As we saw in Laustic, the nightingale was a subject of misplaced agency, a songbird that bore the weight of an unfaithful marriage and was thus destroyed though it had never involved itself. In Laustic the bird, which at the wife quickly thought up as an excuse for why she got up from her bed at night, winds up being a token of love that the wife sends her love across the wall once it has been killed and she no longer has an excuse to come to the window at night. Her love builds this dead bird an ornate box and carries it around with him for the rest of his days. This love, one that is prohibited by a small wall between two houses, seems so ridiculous that it is really quite sad for this bird to be sacrificed for their deception. Their love never meant much so the fact that the man carries around this dead bird for the rest of his days, which was never supposed to represent their love in the first place, is quite absurd.

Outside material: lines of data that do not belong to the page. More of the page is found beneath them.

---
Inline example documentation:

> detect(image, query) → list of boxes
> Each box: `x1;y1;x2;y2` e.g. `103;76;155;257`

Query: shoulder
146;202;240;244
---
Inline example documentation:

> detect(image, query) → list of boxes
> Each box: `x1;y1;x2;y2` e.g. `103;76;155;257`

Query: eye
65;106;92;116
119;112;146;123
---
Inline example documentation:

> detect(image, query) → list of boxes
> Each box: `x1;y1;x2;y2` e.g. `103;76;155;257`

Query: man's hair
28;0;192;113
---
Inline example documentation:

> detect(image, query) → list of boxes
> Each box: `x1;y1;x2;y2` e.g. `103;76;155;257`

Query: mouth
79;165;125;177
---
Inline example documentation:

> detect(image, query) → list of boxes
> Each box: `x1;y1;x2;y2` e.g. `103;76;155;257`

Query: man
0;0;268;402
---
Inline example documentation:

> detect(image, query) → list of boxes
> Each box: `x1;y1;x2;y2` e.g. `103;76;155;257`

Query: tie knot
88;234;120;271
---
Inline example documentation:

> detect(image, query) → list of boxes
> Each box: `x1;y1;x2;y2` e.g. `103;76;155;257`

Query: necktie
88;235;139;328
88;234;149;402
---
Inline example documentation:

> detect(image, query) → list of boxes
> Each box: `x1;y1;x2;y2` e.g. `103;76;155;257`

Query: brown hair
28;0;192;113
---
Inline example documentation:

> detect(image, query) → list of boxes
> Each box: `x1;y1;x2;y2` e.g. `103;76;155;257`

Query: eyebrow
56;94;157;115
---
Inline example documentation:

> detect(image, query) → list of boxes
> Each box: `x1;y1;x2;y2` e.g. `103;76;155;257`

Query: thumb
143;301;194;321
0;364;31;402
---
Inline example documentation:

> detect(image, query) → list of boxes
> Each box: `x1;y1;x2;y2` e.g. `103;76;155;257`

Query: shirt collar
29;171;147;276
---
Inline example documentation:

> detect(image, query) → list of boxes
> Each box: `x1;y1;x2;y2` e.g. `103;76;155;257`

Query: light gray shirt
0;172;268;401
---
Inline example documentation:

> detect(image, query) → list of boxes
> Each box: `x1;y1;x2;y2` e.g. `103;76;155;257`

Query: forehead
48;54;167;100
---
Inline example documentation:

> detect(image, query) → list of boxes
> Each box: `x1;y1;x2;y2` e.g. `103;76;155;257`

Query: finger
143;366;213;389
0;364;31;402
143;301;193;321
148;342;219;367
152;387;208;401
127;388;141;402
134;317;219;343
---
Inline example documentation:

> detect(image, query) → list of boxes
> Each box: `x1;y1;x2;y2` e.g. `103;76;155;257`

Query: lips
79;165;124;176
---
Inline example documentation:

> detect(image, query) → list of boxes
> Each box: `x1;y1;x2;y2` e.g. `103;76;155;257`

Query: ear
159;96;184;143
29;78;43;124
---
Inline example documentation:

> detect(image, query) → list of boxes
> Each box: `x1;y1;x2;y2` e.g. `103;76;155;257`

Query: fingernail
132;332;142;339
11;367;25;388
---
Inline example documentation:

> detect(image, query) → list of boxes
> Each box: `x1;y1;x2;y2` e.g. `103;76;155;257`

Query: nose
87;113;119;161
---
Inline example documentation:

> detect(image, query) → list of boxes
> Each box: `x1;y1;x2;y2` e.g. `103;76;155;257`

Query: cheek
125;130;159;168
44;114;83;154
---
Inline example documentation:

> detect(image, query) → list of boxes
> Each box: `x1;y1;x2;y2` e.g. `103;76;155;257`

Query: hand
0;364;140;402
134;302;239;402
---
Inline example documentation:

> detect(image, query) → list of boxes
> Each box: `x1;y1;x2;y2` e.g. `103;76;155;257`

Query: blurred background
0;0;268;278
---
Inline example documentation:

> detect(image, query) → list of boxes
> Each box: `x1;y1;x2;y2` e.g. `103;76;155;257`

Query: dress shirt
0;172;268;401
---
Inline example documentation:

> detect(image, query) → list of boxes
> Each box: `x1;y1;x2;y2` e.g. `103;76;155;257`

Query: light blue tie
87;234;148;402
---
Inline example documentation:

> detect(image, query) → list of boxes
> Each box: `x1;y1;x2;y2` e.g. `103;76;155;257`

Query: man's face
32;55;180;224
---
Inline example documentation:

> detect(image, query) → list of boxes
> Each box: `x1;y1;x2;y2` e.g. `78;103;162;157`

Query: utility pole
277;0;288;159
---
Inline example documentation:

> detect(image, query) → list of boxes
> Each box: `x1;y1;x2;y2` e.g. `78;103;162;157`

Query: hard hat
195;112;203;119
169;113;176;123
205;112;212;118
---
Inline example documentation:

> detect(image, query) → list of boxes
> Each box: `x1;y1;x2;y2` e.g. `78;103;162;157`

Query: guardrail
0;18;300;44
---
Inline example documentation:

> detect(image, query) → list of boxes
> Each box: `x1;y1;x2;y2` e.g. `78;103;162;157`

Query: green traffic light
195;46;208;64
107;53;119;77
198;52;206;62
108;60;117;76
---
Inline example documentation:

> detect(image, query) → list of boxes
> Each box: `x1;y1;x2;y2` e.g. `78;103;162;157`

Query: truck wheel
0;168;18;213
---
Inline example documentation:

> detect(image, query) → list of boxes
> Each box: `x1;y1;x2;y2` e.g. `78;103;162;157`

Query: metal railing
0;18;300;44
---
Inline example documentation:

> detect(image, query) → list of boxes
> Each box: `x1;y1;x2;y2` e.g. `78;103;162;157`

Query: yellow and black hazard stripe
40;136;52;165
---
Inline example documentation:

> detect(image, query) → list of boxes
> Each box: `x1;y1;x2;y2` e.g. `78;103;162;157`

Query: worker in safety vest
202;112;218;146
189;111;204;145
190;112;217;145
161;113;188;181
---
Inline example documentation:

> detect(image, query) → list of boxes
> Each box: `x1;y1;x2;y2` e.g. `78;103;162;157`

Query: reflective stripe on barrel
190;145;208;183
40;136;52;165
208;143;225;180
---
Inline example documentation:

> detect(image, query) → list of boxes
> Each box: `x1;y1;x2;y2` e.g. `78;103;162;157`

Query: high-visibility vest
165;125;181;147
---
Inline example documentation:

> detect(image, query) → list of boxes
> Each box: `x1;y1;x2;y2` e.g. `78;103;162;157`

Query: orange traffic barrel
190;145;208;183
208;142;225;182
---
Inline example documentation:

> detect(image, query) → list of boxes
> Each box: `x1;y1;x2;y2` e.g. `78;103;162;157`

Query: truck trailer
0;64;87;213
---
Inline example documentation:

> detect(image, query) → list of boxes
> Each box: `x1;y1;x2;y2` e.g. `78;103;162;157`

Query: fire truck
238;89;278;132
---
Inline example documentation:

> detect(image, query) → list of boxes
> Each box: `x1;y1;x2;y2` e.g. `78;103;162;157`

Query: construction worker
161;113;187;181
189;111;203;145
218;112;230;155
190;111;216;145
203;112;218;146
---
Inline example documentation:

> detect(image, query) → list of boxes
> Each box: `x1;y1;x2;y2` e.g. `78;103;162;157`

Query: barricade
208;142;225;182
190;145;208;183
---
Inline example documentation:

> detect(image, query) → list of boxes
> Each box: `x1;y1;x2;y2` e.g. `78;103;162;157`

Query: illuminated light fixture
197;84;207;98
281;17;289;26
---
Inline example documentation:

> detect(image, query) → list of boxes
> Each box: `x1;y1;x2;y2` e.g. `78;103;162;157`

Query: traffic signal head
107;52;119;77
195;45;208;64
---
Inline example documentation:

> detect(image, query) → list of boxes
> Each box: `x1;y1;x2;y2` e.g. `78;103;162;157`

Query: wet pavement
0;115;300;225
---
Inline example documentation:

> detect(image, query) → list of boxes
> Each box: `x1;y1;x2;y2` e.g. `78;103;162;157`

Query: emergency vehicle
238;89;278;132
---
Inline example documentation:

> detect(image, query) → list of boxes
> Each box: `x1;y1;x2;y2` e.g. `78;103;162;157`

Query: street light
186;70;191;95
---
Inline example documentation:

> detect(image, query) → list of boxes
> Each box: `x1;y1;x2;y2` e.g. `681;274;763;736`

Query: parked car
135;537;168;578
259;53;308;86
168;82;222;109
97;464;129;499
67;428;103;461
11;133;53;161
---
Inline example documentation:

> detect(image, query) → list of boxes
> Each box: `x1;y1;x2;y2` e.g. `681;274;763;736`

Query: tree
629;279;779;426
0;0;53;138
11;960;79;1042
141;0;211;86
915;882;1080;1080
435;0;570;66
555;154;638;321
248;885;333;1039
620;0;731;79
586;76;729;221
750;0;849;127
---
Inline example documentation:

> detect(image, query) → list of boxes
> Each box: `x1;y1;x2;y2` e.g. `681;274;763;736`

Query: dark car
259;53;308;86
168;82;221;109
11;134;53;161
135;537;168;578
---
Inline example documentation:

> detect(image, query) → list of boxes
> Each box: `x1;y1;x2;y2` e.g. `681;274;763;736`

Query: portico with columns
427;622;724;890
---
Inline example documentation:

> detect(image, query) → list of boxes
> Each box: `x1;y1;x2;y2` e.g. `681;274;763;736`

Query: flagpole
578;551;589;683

We seem the same thing in Equitain, where their love and the fall of their love seems quite ridiculous. From the start, their love is invalidated by the fact that the King gets around frequently and never settles down. However, he seems very sincere when he confesses his love to her but as soon as she starts to get jealous of his possible marriage to another woman, they instantly decide to kill her husband…with boiling water. Boiling water? Really? Before the king and her husband are about to bleed and bathe together, the husband goes outside and the king and the wife just can’t keep their hands off each other. The husband busts in, catches them, and in a fit of fright (not very Kingly) the king jumps into the scalding bath and dies. The husband proceeds to plunge the wife’s head under water killing her too. This is another lai where everything seems like a trick in the end. The emotions, love, and devotion that we at first believed in all crumbled and their ridiculous plan backfired on them killing them both. Essentially, it seemed as though Laustic and Equitain were poems that presented false agency and then left the reader with nothing at the end.

One thought on “False Agency

  1. You point to some suggestive parallels between the two poems, Simone. But there are also some seemingly suggestive distinctions that you don’t really address here, for instance: in Laustic, the nightingale dies but the lovers carry on; here, the deception is far greater (lies in one case, intended murder in the other) and a double death results. It seems that these differences need to be accounted for, to see what this lai might offer in addition to, and perhaps in contrast to, what Laustic provides us.